The largest of these pests is the woodchuck. The average adult's body is about 18 inches long followed by a tail 4 to 5 inches in length. They weigh between 5 and 12 pounds and, although they generally feed on the ground, they are good climbers and may be seen in trees or on split rail fences sunning themselves.

Woodchucks live in dens in the ground which may have as many as 5 different openings. One or more of the openings will be in the open and appear to be well-used but there will be others that are hidden nearby for fast retreats.

Unlike the Eastern chipmunk which stores nuts and seeds for winter feeding, the woodchuck relies solely on body fat to survive the winter. They nod off into hibernation in late fall and awaken again in the spring.

Reproduction occurs in mid to late April with the average litter being 3 to 5 young. If woodchucks become pests, it is better to control them prior to the addition of the young who will eventually want to establish burrows of their own in the area.

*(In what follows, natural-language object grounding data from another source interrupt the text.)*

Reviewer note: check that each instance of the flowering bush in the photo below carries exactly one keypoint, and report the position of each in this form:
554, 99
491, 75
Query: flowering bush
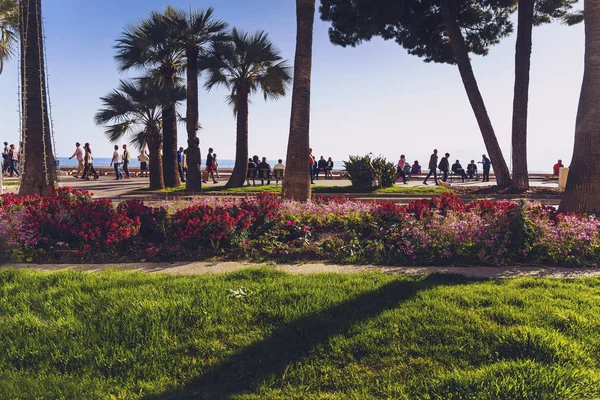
441, 230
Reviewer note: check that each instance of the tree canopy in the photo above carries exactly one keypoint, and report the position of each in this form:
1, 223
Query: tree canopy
418, 26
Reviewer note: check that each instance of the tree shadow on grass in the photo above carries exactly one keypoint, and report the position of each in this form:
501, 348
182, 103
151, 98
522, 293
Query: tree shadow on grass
247, 369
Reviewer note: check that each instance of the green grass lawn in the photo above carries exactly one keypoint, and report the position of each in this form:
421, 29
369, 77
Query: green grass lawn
316, 189
261, 334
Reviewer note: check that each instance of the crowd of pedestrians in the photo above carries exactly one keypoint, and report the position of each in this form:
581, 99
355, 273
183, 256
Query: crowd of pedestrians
11, 158
258, 168
404, 170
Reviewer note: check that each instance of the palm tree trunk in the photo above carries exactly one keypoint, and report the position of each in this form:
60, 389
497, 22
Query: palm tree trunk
39, 172
296, 185
157, 181
170, 165
240, 169
583, 185
194, 180
521, 96
461, 56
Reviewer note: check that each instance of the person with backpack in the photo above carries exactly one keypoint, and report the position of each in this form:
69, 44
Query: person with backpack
487, 163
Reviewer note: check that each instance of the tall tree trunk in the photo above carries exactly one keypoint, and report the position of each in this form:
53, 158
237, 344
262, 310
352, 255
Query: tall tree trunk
194, 180
39, 172
170, 165
296, 185
583, 186
461, 56
240, 169
521, 96
157, 181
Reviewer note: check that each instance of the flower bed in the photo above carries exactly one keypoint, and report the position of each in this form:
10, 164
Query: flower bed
70, 226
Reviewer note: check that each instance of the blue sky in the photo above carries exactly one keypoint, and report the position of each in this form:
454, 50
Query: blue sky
372, 98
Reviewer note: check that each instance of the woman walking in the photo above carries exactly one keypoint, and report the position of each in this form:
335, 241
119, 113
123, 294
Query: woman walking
401, 166
88, 163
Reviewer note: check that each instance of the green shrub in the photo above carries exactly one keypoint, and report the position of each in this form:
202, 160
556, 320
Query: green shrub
369, 172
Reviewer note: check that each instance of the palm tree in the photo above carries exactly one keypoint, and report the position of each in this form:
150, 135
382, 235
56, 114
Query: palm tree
39, 171
296, 185
461, 57
9, 21
583, 186
150, 47
245, 65
135, 108
195, 32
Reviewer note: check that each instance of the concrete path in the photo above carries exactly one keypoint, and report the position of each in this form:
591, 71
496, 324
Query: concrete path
201, 268
108, 187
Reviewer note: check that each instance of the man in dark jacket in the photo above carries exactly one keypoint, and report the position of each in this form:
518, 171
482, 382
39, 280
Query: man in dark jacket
264, 171
432, 168
445, 166
487, 163
459, 170
472, 169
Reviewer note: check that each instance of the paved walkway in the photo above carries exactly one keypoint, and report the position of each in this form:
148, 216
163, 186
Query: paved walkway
201, 268
108, 187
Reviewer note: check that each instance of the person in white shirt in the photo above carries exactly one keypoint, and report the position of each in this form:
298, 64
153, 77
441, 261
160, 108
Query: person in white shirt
79, 154
126, 158
279, 165
143, 158
116, 160
278, 170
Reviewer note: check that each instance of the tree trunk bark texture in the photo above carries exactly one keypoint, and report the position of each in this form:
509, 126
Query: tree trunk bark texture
240, 169
465, 68
170, 165
37, 177
296, 184
521, 94
582, 194
157, 181
194, 176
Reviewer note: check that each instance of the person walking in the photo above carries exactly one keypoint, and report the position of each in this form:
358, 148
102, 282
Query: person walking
88, 160
400, 170
444, 166
432, 168
486, 164
116, 160
312, 161
210, 166
459, 170
78, 154
143, 158
13, 157
251, 172
216, 166
5, 161
180, 164
329, 169
126, 159
472, 170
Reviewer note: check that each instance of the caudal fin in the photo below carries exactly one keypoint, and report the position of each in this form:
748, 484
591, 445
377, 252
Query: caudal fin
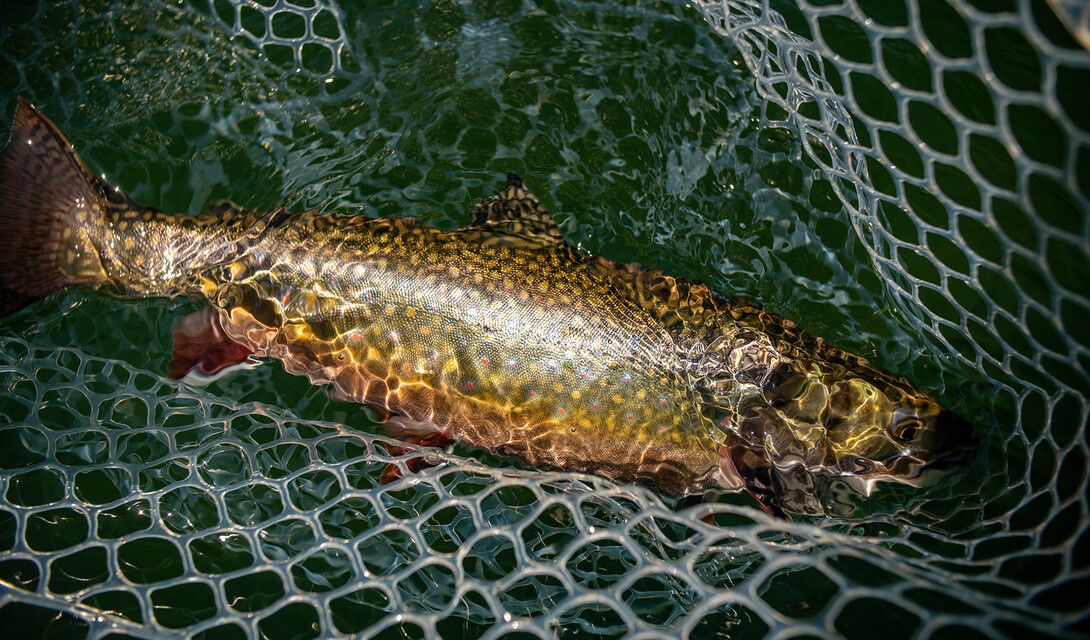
44, 192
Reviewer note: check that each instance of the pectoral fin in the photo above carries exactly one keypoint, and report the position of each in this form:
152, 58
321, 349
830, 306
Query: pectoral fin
203, 350
757, 474
414, 432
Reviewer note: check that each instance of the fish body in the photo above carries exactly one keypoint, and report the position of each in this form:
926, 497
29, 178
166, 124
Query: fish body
500, 335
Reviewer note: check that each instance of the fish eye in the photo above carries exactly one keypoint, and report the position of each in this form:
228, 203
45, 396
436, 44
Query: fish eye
907, 430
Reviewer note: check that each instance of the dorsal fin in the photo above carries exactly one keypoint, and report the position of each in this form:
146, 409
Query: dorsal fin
518, 213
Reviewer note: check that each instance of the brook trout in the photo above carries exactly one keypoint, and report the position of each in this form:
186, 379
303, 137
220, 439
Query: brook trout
500, 335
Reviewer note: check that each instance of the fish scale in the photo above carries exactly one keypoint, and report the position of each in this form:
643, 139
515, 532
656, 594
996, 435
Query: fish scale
499, 335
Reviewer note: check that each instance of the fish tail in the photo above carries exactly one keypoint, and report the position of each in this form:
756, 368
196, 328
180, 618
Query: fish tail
46, 192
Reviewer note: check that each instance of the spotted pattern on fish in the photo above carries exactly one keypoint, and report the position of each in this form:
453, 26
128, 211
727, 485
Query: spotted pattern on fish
499, 335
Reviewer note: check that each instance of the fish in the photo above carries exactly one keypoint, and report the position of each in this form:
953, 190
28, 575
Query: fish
500, 336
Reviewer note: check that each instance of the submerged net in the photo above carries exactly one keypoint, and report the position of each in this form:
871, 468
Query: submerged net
928, 159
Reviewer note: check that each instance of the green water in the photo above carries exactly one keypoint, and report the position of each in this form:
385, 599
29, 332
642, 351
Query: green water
633, 122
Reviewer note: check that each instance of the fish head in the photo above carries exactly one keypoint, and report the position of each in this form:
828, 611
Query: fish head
806, 431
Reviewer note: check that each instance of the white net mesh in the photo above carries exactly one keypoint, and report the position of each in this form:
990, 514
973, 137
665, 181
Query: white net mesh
955, 136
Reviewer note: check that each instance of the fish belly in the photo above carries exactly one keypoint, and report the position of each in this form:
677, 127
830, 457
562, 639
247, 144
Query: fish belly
521, 367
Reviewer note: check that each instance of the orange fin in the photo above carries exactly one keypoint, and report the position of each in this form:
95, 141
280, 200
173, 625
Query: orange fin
423, 434
755, 474
203, 350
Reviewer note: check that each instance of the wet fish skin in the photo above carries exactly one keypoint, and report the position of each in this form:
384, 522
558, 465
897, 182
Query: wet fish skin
499, 335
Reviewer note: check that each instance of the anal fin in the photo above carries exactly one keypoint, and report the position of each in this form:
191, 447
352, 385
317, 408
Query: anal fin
203, 351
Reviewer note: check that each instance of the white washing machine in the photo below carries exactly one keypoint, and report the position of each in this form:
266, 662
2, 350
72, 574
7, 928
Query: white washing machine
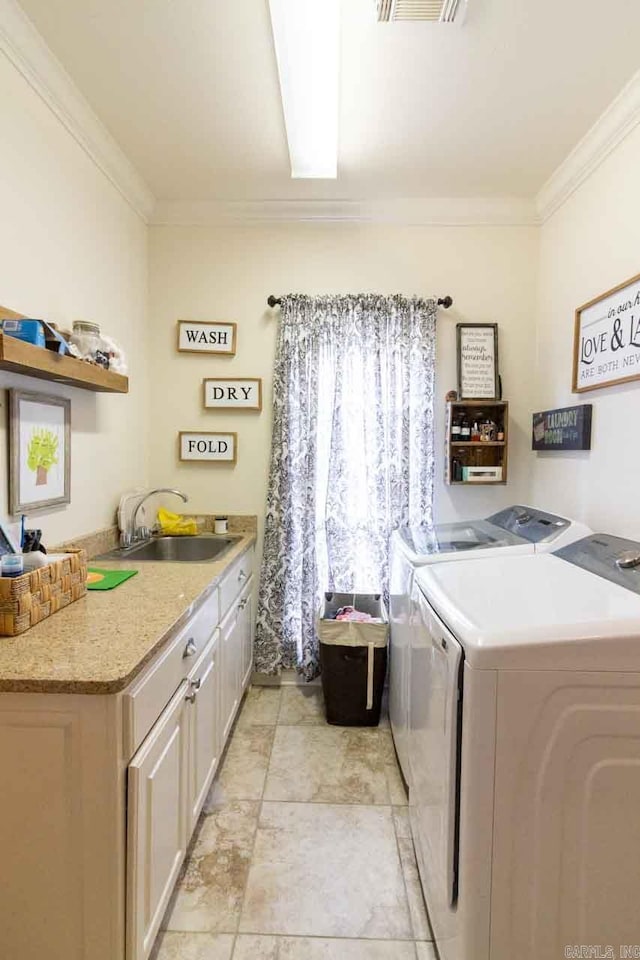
524, 750
515, 530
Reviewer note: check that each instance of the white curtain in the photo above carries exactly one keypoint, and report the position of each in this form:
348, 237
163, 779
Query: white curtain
351, 459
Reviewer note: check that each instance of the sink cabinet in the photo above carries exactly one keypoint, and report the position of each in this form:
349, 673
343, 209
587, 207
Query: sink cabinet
101, 793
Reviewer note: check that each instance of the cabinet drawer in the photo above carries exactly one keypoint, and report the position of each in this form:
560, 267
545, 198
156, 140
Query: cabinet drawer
235, 580
145, 699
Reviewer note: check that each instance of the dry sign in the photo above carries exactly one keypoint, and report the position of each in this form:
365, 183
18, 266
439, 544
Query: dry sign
239, 394
606, 346
207, 337
208, 447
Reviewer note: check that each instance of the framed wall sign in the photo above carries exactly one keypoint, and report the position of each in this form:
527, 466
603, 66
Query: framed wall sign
565, 428
477, 361
39, 451
242, 393
606, 340
207, 447
217, 338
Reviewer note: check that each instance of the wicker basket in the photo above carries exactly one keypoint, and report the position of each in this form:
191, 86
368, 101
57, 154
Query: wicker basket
34, 596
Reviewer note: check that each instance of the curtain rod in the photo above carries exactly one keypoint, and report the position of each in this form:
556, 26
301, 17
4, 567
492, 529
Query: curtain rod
445, 302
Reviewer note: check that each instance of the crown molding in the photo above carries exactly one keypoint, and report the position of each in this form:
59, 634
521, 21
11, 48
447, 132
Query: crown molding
456, 211
611, 128
30, 55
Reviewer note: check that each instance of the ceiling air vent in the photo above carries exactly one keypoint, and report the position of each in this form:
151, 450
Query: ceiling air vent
438, 11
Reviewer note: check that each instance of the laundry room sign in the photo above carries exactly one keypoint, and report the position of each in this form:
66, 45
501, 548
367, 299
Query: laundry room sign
565, 428
207, 447
207, 337
239, 394
606, 345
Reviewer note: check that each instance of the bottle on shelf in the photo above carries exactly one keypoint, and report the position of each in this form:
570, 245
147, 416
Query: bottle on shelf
487, 430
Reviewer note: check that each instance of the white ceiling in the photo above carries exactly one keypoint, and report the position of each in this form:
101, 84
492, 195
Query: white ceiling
189, 89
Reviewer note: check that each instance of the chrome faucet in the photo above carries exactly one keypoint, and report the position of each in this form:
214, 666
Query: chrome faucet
144, 533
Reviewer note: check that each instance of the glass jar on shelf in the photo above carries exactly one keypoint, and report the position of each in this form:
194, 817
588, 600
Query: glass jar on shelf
86, 337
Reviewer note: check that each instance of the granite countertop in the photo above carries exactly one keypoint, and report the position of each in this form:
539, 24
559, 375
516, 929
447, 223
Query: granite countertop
99, 643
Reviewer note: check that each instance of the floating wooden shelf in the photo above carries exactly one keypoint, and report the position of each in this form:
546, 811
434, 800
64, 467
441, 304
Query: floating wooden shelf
476, 483
32, 361
478, 443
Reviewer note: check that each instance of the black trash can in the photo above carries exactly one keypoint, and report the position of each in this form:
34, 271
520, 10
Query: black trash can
353, 660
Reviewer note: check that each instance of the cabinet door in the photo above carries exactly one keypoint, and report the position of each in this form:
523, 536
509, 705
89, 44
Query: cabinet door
203, 699
230, 652
156, 823
246, 616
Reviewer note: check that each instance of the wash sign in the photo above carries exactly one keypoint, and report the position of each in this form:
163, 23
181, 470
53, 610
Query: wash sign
606, 347
207, 337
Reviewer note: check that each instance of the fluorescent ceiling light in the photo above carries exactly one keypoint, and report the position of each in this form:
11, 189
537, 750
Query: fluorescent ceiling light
306, 34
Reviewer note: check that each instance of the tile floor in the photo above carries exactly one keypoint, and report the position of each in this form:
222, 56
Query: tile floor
303, 851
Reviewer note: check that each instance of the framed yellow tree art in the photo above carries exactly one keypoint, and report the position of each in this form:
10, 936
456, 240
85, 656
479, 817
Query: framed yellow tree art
40, 451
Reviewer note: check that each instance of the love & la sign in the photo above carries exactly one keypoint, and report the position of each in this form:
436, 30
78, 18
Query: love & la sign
606, 346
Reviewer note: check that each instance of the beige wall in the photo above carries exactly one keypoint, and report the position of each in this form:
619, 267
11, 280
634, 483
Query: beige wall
72, 248
590, 245
227, 273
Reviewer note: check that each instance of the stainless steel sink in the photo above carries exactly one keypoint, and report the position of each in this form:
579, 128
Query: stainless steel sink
200, 549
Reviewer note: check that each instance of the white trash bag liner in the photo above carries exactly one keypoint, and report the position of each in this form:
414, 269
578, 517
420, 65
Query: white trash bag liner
352, 633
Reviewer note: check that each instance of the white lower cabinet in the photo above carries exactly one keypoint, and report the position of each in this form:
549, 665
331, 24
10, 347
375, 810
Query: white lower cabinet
90, 872
236, 656
246, 612
156, 823
204, 727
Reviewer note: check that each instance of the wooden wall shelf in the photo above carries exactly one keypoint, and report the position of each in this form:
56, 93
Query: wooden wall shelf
32, 361
476, 453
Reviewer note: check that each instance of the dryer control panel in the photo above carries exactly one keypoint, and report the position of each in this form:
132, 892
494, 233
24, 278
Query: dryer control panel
614, 558
533, 525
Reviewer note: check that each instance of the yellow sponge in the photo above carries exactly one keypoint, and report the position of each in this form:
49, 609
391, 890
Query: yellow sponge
174, 525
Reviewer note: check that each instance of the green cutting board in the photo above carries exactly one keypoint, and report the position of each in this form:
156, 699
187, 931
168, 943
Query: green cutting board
108, 578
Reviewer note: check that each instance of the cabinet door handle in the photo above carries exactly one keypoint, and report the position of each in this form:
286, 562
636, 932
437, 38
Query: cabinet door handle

The woodchuck may be the largest pest in this group but the striped skunk is undoubtedly the smelliest! They can also be one of the most destructive when they make a midnight raid on the backyard in search of grubs. The result looks as if a group of extremely bad golfers had practiced all night without replacing a single divot. Fortunately, if the turf is laid back down in contact with the soil, most of it will grow back. 

 

Note: We have provided some general information and observations on this topic aimed at the home gardener. Before you take any serious action in your landscape, check with your state's land grant university's Cooperative Extension Service for the most current, appropriate, localized recommendations.